Next day the weather was perfect.
Since I got my luggage back, I also had my liner gloves, so I could take the camera and take some pictures without having to warm up my fingers for five minutes afterwards. And I had warm headgear that actually fitted. And my non-digital camera. And a tripod.
So it was time to head out to the icebergs and take lots of pictures.
When I was the first day in Qaanaaq, I headed for the smaller icebergs closer to the coast, but this time I aimed for a big iceberg about six kilometers off the coast, which I had seen the previous day from the dog sledge and looked a bit like a fantasy castle - a bit like Gormenghast, rendered in white. Lots of towers, turrets, spires, openings, arches and strange tunnels.
Here are, without further commentary (because there would be little to say but "and here's another iceberg I've walked by"), some pictures from the icebergs south-west of Qaanaaq.
Since I got a tripod with me, I also played around a bit with HDR pictures.
HDR images are currently 'trendy'. In about three years, these will look as dated as fractal patterns, morphing images and animated gifs, but right now it's fun to play around with them. Essentially, you take a couple of pictures with different exposures and then some software picks up the parts with the most contrast from each image and combines them. Which is not quite what the software actually does and it's also not quite how HDR is really defined, but as a rough explanation, it suffices.

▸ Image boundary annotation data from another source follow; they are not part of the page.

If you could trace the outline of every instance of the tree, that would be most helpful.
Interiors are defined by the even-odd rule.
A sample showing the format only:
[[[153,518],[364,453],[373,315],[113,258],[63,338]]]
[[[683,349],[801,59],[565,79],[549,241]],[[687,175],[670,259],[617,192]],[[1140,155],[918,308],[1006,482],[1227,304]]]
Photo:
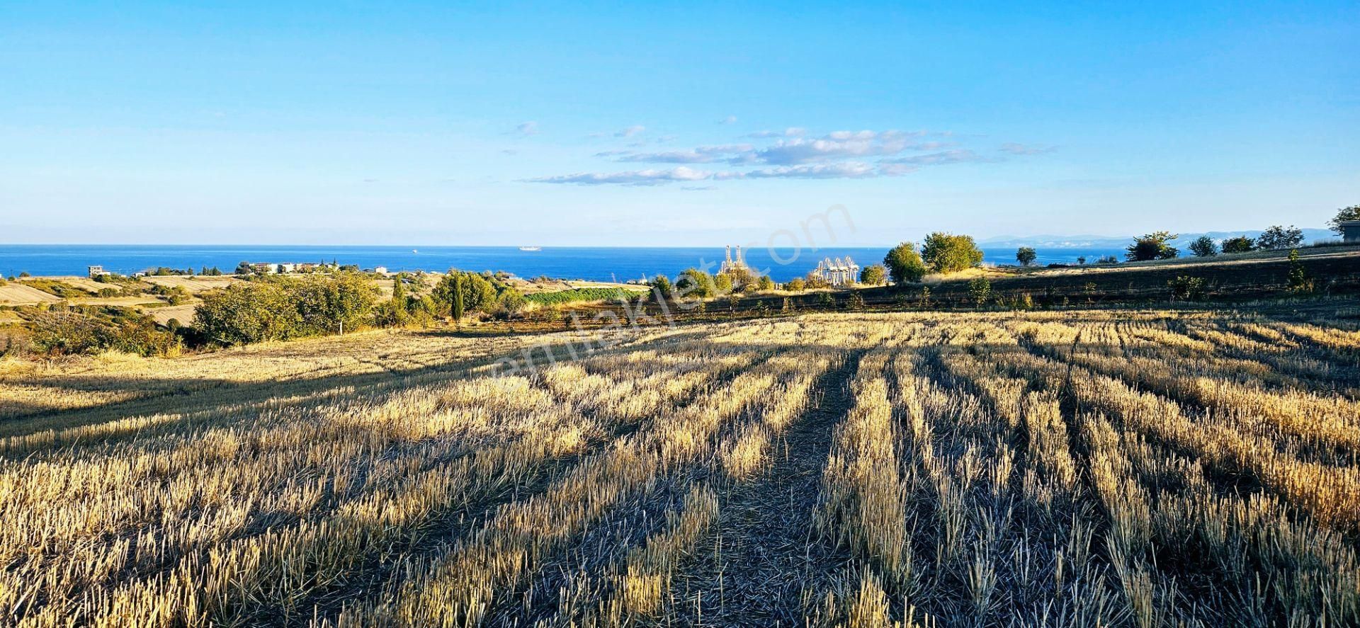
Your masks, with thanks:
[[[888,280],[888,269],[881,264],[870,264],[860,271],[860,283],[865,285],[883,285]]]
[[[651,277],[651,281],[647,285],[651,287],[651,295],[657,300],[669,299],[676,291],[675,285],[670,285],[670,277],[666,277],[665,275]]]
[[[991,296],[991,281],[987,281],[987,277],[976,277],[968,281],[968,298],[971,298],[979,306],[987,304],[987,299],[990,296]]]
[[[1171,260],[1180,254],[1180,250],[1171,246],[1168,242],[1176,239],[1178,235],[1170,231],[1155,231],[1141,238],[1134,238],[1133,243],[1126,249],[1129,253],[1129,261],[1148,261],[1148,260]]]
[[[1178,276],[1168,280],[1171,300],[1200,300],[1204,298],[1204,277]]]
[[[1345,235],[1341,230],[1341,223],[1350,220],[1360,220],[1360,205],[1342,207],[1341,209],[1337,209],[1337,215],[1333,216],[1331,220],[1327,220],[1327,226],[1331,227],[1331,231],[1337,235]]]
[[[903,242],[888,250],[888,254],[883,256],[883,265],[888,266],[892,283],[899,285],[918,283],[926,276],[926,262],[911,242]]]
[[[450,284],[452,285],[449,285],[449,287],[452,290],[450,290],[450,294],[449,294],[449,296],[450,296],[450,299],[449,299],[449,311],[450,311],[450,314],[453,314],[453,319],[454,321],[461,322],[462,321],[462,307],[465,306],[465,303],[462,300],[462,275],[461,273],[454,275],[452,277]]]
[[[982,250],[971,235],[936,231],[926,235],[921,258],[937,273],[957,272],[982,264]]]
[[[367,321],[378,294],[359,273],[288,279],[283,285],[301,318],[299,336],[358,329]]]
[[[462,313],[466,314],[469,311],[490,313],[498,303],[496,292],[495,285],[492,285],[487,277],[477,273],[450,269],[449,273],[445,275],[438,284],[435,284],[431,294],[434,295],[435,302],[442,306],[441,310],[447,311],[452,315],[454,294],[462,295]],[[462,317],[458,315],[453,318],[457,321],[462,319]]]
[[[1278,224],[1261,232],[1257,238],[1257,249],[1261,250],[1280,250],[1280,249],[1293,249],[1303,243],[1303,230],[1295,227],[1284,228]]]
[[[713,277],[713,287],[719,295],[732,292],[732,275],[718,273]]]
[[[1257,241],[1247,238],[1246,235],[1239,235],[1236,238],[1228,238],[1223,241],[1224,253],[1247,253],[1257,247]]]
[[[756,285],[756,276],[755,276],[755,273],[752,273],[751,269],[747,269],[747,268],[740,268],[738,266],[738,268],[733,268],[733,269],[729,269],[726,272],[718,273],[718,277],[714,277],[714,279],[717,281],[719,281],[718,288],[722,290],[722,284],[721,284],[722,279],[719,279],[719,277],[726,277],[726,281],[729,283],[728,290],[734,291],[734,292],[749,292]]]
[[[1308,276],[1308,269],[1303,268],[1303,261],[1299,260],[1299,249],[1289,251],[1289,291],[1312,292],[1312,277]]]
[[[373,322],[382,328],[400,328],[409,318],[405,287],[401,284],[401,276],[398,275],[392,280],[392,298],[386,303],[378,303],[374,309]]]
[[[280,281],[252,281],[201,295],[194,328],[222,345],[287,340],[298,334],[302,315]]]
[[[713,276],[698,268],[687,268],[676,277],[676,296],[706,299],[717,294],[717,291],[718,288],[713,281]]]
[[[1190,253],[1194,253],[1194,257],[1213,257],[1219,254],[1219,245],[1213,242],[1213,238],[1201,235],[1190,243]]]

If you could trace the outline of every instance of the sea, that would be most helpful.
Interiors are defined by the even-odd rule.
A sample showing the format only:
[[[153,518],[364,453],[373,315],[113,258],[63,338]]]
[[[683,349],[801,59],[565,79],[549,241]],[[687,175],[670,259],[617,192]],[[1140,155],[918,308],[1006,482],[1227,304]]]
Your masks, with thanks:
[[[820,249],[747,249],[747,265],[775,281],[801,277],[824,258],[851,258],[861,266],[879,264],[887,246]],[[985,264],[1015,264],[1015,247],[982,246]],[[1121,249],[1036,247],[1038,264],[1076,264],[1078,257],[1093,262],[1102,256],[1122,254]],[[632,247],[632,246],[544,246],[521,250],[517,246],[252,246],[252,245],[0,245],[0,275],[20,272],[33,276],[86,275],[87,266],[101,265],[121,275],[156,266],[216,266],[230,273],[249,262],[340,262],[364,269],[385,266],[389,272],[505,271],[532,279],[581,279],[627,281],[657,273],[676,276],[687,268],[717,272],[725,251],[718,247]]]

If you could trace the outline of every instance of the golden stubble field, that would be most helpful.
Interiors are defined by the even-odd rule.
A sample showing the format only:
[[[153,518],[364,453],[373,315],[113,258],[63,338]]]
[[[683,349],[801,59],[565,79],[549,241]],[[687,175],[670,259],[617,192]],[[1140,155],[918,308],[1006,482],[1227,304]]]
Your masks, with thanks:
[[[5,625],[1356,625],[1348,313],[370,333],[0,374]],[[579,359],[498,375],[536,343]]]

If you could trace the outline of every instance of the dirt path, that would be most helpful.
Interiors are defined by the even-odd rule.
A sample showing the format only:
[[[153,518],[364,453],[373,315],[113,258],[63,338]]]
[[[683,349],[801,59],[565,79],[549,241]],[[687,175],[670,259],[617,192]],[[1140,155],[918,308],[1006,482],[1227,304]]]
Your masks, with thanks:
[[[850,409],[850,381],[864,352],[815,385],[819,401],[793,423],[760,477],[725,481],[717,531],[695,564],[676,574],[675,625],[802,625],[802,593],[820,589],[847,560],[813,534],[831,432]]]

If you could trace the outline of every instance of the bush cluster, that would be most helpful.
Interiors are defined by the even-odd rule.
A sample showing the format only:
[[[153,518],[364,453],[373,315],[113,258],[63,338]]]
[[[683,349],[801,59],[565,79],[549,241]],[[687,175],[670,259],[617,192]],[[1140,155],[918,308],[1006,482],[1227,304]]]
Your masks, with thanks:
[[[218,345],[318,336],[367,324],[375,298],[356,273],[267,277],[203,295],[194,326]]]

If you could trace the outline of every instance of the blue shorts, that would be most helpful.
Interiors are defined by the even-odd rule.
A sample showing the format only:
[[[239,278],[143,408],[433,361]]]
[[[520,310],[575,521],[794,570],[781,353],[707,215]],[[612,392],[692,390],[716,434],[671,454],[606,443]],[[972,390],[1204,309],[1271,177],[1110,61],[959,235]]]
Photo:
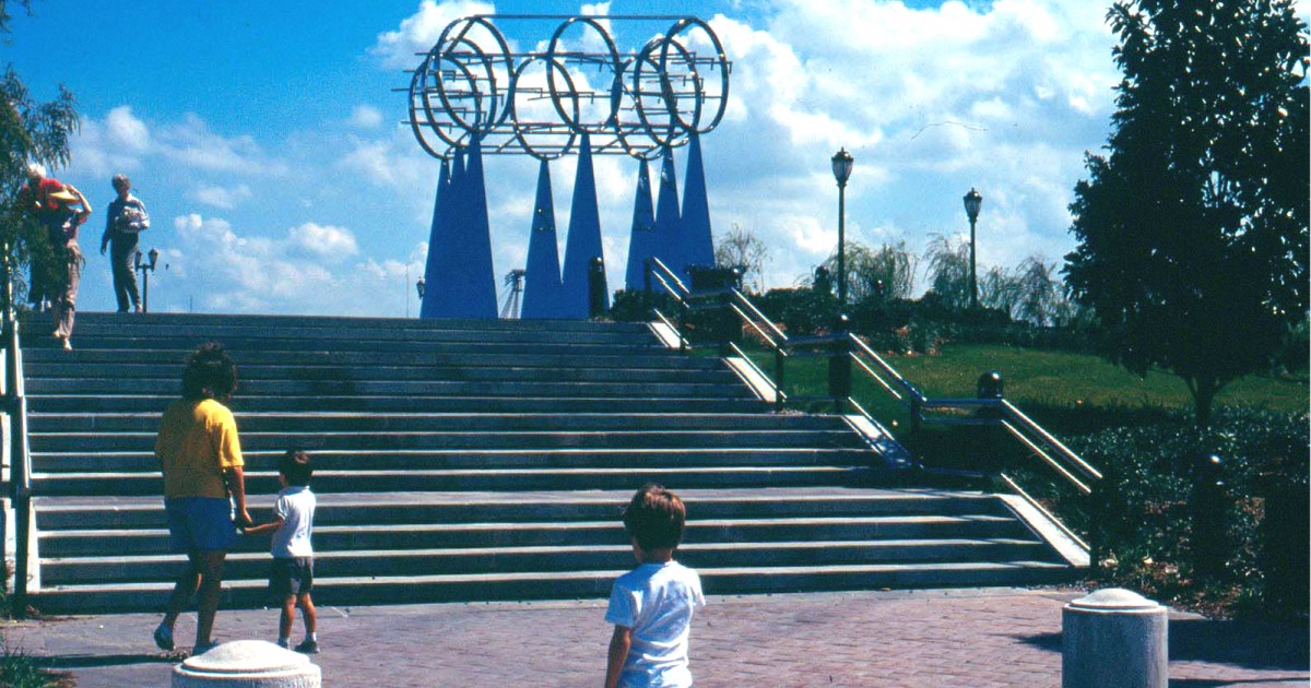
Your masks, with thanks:
[[[232,503],[214,497],[174,497],[164,501],[169,546],[173,552],[227,552],[237,541]]]
[[[287,595],[308,595],[315,588],[313,557],[274,557],[269,569],[269,595],[279,604]]]

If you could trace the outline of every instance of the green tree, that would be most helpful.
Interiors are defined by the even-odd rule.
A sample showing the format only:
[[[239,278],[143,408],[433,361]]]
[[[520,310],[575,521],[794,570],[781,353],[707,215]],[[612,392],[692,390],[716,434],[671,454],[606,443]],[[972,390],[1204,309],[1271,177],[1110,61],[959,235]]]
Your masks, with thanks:
[[[764,266],[770,263],[770,246],[755,232],[737,223],[714,241],[714,265],[742,269],[742,286],[760,294],[764,288]]]
[[[851,303],[865,299],[907,299],[915,291],[915,269],[919,258],[906,248],[905,241],[884,244],[877,250],[848,241],[846,245],[847,297]],[[821,263],[832,279],[838,279],[838,254]]]
[[[30,10],[30,0],[18,0]],[[12,5],[8,5],[12,7]],[[10,16],[5,0],[0,0],[0,33],[9,33]],[[51,262],[45,232],[31,220],[26,208],[17,203],[18,190],[28,181],[29,162],[47,168],[67,165],[71,159],[68,139],[79,127],[73,94],[59,86],[59,97],[38,102],[31,97],[22,79],[5,67],[0,76],[0,245],[9,252],[9,265],[25,266],[30,262]],[[14,279],[21,288],[21,280]]]
[[[1006,267],[988,267],[979,277],[979,304],[1015,317],[1020,304],[1020,277]]]
[[[1126,0],[1106,155],[1075,186],[1071,294],[1200,426],[1307,313],[1307,33],[1290,0]]]
[[[960,236],[933,235],[924,252],[928,291],[944,305],[964,311],[970,305],[970,242]]]

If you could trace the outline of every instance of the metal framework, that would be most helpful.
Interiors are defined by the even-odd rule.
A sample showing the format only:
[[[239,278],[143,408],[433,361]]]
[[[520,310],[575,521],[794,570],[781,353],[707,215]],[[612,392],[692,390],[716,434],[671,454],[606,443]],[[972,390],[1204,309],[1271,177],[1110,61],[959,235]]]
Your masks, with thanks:
[[[560,24],[544,51],[514,51],[493,20]],[[653,20],[671,24],[636,52],[616,48],[611,28]],[[583,134],[593,153],[653,160],[718,126],[730,69],[697,17],[479,14],[448,24],[422,54],[406,123],[443,160],[473,138],[485,155],[555,160]]]

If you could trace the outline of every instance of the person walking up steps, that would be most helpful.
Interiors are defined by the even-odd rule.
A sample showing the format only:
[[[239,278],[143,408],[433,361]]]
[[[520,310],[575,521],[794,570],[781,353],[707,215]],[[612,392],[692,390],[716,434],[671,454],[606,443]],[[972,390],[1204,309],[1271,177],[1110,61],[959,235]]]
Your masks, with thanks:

HDR works well with high contrast scenes. If you expose correctly for the bright parts, the darker part will just be a dark splodge, if you expose correctly for the dark parts, the white areas will be washed out. But if you take pictures with all kinds of exposures, you can pick out the 'correctly exposed areas' from each shot and combine them to a new picture. Which has lots of nice detail everywhere, but usually looks kind of fake or unreal. But sometimes interesting. And, to a certain extent, it looks like the scene you thought you saw. If you look at the scenery, you don't just stare at it, but the eye moves over it and the iris adapts. So if you look at a bright spot, you see the details and when you look at a darker spot, you still see the details. (And the human eye has a larger range of brightness than the camera anyway.) So sometimes an HDR picture looks the way you thought pictures of a scene would look before you started photographing...
To create HDR pictures, you need a tripod (to make sure the view is the same for all three pictures) and a camera that is able to bracket exposures automatically (so you don't have to fiddle around with the camera and change the view). Luckily I had both.
Icebergs are well suited for HDR photography, since they got such a large dynamic range, form very bright spots, where the sun is reflected to patches of almost black ice. While the next six pictures don't look very 'realistic', it was fun to create them.
After a long walk on the ice I returned to the hotel. In the evening, some clouds appeared. Not a good sign for the weather on the next day, but at least the clouds caused another nice sunset.
On Sunday it got a bit stormy, so I didn't get out much in the morning. But there was a wedding at the local church, where the bride and the groom were wearing traditional outfits, so I went over to the church (photographing a dog in the storm on the way) and took a picture.
In the afternoon the wind had abated and I walked around a bit in the hills behind Qaanaaq, which gave me a nice view of Herbert Island on the other side of Murchison Sound.
On the next day, it was time for the second dog sledge tour. This time mostly along Inglefield Fjord.